Yesterday evening, I mistimed my dog walk and was still out when the clapping started. I therefore walked and clapped (I’m such an excellent multi-tasker). My dog was surprised and excited, but we managed it. As the clapping ended, we were approaching the estate near where I live. And there I happened across the most peculiar thing.
First of all, as we approached, we could hear a general murmur which gradually increased as we got closer. It reminded me of something from the olden days. I couldn’t quite put my finger on it at first, then I recognised it. It was the sound of a large group of happy voices, like you heard when you entered a pub or a party in days gone by. But those days have ended. So what could it really be?
As we rounded the corner, in the glorious evening sunshine, we saw the most beautiful sight: crowds of socially distancing neighbours, still out in their front gardens, holding conversations with each other. The atmosphere was joyous. People were smiling, laughing, nodding and generally being cheerful. There were no cars, so some people were standing in the middle of the road. Children were out in slippers and dressing gowns, an old lady was resting on her walking frame, some people had brought a glass of beer or wine out with them. As I walked through the whole estate, there was no exception. Every single street was buzzing with happiness and social togetherness (albeit at a distance).
Honestly, it made my heart swell. I realised that many of the neighbours, despite living in the same street, would not have met each other before lockdown. At the most a quick nod or wave or unfelt “how-do-you-do?” Now, because people were all out the front at the same time every Thursday, they’d all not only met each other, but got to know each other too. I am certain, many ever-lasting friendships have been made during lockdown.

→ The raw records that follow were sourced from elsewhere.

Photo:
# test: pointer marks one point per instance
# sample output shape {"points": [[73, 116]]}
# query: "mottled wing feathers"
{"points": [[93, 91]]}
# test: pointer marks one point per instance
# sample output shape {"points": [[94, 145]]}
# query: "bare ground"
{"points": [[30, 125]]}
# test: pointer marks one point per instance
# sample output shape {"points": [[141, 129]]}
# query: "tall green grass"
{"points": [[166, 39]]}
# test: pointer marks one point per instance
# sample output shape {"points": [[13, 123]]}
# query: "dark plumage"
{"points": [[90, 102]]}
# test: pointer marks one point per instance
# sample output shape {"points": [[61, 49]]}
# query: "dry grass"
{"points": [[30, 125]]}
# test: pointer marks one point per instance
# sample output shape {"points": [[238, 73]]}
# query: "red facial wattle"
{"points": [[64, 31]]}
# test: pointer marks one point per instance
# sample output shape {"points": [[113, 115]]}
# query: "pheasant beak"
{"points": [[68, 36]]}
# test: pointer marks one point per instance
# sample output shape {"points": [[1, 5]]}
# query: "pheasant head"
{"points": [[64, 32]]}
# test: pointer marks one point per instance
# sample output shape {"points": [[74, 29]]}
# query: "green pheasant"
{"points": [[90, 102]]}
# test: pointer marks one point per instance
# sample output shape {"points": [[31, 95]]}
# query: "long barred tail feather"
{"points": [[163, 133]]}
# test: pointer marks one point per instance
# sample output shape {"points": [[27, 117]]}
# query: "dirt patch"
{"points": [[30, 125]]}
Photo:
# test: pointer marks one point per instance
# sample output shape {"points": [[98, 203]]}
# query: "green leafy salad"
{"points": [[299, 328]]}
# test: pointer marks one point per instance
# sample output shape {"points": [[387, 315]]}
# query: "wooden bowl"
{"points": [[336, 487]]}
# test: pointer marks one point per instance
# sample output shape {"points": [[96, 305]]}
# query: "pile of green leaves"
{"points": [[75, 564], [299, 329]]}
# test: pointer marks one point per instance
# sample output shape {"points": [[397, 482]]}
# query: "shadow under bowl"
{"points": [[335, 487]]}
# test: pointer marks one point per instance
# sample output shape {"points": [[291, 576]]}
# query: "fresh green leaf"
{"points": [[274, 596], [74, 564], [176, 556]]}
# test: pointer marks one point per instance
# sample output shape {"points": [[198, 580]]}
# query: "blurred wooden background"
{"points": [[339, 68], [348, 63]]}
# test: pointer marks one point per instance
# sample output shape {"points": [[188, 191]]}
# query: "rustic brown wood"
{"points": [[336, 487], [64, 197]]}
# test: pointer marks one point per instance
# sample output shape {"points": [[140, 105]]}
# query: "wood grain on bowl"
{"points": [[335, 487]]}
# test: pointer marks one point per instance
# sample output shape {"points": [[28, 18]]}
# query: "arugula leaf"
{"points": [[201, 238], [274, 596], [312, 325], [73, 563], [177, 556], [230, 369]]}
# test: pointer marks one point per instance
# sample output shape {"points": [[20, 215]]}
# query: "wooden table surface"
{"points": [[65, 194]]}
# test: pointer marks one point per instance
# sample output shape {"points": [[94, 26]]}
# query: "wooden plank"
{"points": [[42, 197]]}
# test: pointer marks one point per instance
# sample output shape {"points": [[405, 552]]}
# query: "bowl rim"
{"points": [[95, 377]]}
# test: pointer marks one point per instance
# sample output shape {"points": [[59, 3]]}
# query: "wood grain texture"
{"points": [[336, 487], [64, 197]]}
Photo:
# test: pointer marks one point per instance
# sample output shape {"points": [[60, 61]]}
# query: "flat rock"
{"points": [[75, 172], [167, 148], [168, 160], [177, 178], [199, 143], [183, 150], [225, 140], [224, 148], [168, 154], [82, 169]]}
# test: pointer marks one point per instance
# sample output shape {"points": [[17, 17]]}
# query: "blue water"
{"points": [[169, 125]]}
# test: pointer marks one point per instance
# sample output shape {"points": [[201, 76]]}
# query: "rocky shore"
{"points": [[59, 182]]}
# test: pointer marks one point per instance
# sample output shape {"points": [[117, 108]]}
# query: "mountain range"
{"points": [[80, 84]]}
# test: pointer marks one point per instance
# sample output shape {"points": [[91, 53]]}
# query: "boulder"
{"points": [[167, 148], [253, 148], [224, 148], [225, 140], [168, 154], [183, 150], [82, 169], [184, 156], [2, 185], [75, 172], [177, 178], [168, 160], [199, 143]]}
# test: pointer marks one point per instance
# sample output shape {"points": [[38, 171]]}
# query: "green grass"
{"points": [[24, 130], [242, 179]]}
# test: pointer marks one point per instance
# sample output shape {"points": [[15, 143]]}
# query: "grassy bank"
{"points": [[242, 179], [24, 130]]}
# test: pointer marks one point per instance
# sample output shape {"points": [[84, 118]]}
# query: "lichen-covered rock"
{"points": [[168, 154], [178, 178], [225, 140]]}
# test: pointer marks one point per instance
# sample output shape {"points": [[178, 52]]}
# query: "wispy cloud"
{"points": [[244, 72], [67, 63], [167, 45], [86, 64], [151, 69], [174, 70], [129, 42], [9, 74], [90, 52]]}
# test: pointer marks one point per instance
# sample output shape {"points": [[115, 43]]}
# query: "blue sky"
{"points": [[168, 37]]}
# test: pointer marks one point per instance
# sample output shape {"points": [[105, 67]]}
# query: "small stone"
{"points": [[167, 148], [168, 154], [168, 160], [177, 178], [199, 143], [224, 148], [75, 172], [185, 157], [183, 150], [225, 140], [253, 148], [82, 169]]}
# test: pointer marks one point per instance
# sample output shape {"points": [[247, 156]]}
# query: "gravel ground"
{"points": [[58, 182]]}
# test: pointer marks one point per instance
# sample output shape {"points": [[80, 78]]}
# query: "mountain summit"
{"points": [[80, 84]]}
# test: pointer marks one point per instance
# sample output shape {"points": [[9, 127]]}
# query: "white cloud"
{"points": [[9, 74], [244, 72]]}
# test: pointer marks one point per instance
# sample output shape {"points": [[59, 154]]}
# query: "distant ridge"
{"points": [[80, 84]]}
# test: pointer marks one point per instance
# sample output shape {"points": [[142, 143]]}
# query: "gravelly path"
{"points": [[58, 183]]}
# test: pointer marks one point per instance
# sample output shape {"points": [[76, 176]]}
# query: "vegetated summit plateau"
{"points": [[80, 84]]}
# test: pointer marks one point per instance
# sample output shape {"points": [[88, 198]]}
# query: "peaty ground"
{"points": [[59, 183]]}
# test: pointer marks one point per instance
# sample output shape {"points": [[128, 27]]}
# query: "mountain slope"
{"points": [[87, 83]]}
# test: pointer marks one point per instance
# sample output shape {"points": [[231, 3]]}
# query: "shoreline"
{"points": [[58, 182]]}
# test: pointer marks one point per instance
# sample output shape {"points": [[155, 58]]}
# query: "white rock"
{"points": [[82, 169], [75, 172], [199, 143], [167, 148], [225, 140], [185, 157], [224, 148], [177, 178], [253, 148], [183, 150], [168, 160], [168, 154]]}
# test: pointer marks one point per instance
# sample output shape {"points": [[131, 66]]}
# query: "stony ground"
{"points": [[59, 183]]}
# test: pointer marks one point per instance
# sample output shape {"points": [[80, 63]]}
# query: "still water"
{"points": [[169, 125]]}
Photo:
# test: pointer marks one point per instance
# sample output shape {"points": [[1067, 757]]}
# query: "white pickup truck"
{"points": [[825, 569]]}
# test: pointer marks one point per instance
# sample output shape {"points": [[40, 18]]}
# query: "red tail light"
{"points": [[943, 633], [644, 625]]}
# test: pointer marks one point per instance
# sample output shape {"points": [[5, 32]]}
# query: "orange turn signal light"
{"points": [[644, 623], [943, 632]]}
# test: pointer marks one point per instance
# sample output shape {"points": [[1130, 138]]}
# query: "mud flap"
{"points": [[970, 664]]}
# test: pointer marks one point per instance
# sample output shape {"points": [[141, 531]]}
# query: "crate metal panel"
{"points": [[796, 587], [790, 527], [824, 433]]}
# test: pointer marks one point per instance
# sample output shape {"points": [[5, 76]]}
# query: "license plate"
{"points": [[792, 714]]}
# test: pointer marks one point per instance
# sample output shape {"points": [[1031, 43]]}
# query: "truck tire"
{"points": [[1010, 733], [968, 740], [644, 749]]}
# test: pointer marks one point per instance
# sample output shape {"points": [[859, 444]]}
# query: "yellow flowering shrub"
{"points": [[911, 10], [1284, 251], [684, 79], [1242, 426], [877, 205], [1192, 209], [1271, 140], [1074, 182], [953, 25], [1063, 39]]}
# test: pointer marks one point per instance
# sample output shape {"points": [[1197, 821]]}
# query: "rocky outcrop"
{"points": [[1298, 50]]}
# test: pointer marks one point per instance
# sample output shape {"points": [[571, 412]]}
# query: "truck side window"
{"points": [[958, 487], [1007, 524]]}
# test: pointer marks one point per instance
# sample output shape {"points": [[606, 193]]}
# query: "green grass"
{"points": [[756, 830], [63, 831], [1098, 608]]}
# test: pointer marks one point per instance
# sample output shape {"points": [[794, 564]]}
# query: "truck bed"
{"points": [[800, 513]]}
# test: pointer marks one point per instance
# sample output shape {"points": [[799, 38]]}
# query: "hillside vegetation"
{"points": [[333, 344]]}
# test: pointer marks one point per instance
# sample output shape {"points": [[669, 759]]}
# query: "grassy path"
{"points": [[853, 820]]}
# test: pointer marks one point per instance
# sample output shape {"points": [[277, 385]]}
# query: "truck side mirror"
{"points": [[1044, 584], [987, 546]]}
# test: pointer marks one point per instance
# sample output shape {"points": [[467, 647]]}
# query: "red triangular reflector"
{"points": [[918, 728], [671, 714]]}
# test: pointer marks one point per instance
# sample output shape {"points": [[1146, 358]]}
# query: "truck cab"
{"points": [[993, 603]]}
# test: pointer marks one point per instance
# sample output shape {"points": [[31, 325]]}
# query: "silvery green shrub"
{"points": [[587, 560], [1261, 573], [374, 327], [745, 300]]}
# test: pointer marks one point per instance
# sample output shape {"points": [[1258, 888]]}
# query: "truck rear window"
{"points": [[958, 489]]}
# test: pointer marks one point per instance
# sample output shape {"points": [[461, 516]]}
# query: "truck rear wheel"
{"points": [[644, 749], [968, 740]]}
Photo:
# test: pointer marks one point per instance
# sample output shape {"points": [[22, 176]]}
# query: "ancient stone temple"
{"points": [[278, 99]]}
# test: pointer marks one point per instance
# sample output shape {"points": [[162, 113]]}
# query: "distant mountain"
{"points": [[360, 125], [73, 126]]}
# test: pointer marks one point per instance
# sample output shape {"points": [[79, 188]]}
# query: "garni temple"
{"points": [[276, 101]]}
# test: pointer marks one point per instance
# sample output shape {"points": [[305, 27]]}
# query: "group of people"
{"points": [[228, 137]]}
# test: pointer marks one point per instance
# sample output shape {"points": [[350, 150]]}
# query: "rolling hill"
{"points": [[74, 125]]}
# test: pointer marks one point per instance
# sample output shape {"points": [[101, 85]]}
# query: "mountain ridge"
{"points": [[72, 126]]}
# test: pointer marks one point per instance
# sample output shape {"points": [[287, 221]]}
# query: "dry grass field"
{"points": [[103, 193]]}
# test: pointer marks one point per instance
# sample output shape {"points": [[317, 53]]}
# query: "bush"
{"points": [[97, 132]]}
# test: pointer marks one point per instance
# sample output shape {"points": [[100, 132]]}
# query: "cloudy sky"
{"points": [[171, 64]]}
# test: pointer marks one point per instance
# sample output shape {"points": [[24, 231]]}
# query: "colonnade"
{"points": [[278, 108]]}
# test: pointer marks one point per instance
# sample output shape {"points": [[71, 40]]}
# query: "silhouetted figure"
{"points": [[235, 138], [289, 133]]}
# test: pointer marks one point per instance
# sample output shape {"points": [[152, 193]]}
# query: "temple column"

It got me thinking. Why did we not already know our neighbours? Because we were too busy that’s why. Why were we too busy? Because we were trying to fit in both parents working full time, children, pets, hobbies, clubs…
When women made huge progress to equality in the 1960s, Britain’s workforce almost doubled. This made the cost of houses go up, so both partners needed to work to pay the mortgage and we got stuck in a never-ending hamster wheel.
Now during this unusual period where many parents are not working, I’m seeing fathers out cycling with their sons, mothers out walking with the children, dogs being walked leisurely by the whole family rather than a quick cursory walk after tea, I’m seeing the products of children’s art work posted in windows; social media lays testament to millions of children spending time with their parents baking, DIYing, gardening, playing board games indoors and sports in their garden. I think this will have a huge positive impact on children’s mental health.
Perhaps we should take this downtime to reconfigure our lives. Perhaps, if we wanted, one parent could go part time or stop working altogether. This would give us more time to spend with our children. Automatically we think we can’t afford it, but perhaps if we look hard enough, there could be a way?
With only one person working, only one car is needed: less fuel, tax, test, tyres, insurance… Could we buy cheaper clothes and food? Could we downsize our home? Do the children really benefit from rushing to so many clubs? Could we swap an expensive hobby for a cheaper one such as walking?
Of course, everyone’s circumstances are different, and there are plenty of couples who both want to work full time, that is their prerogative. But for those who want to make a change, perhaps it’s more achievable than you think. And more worth it than you think.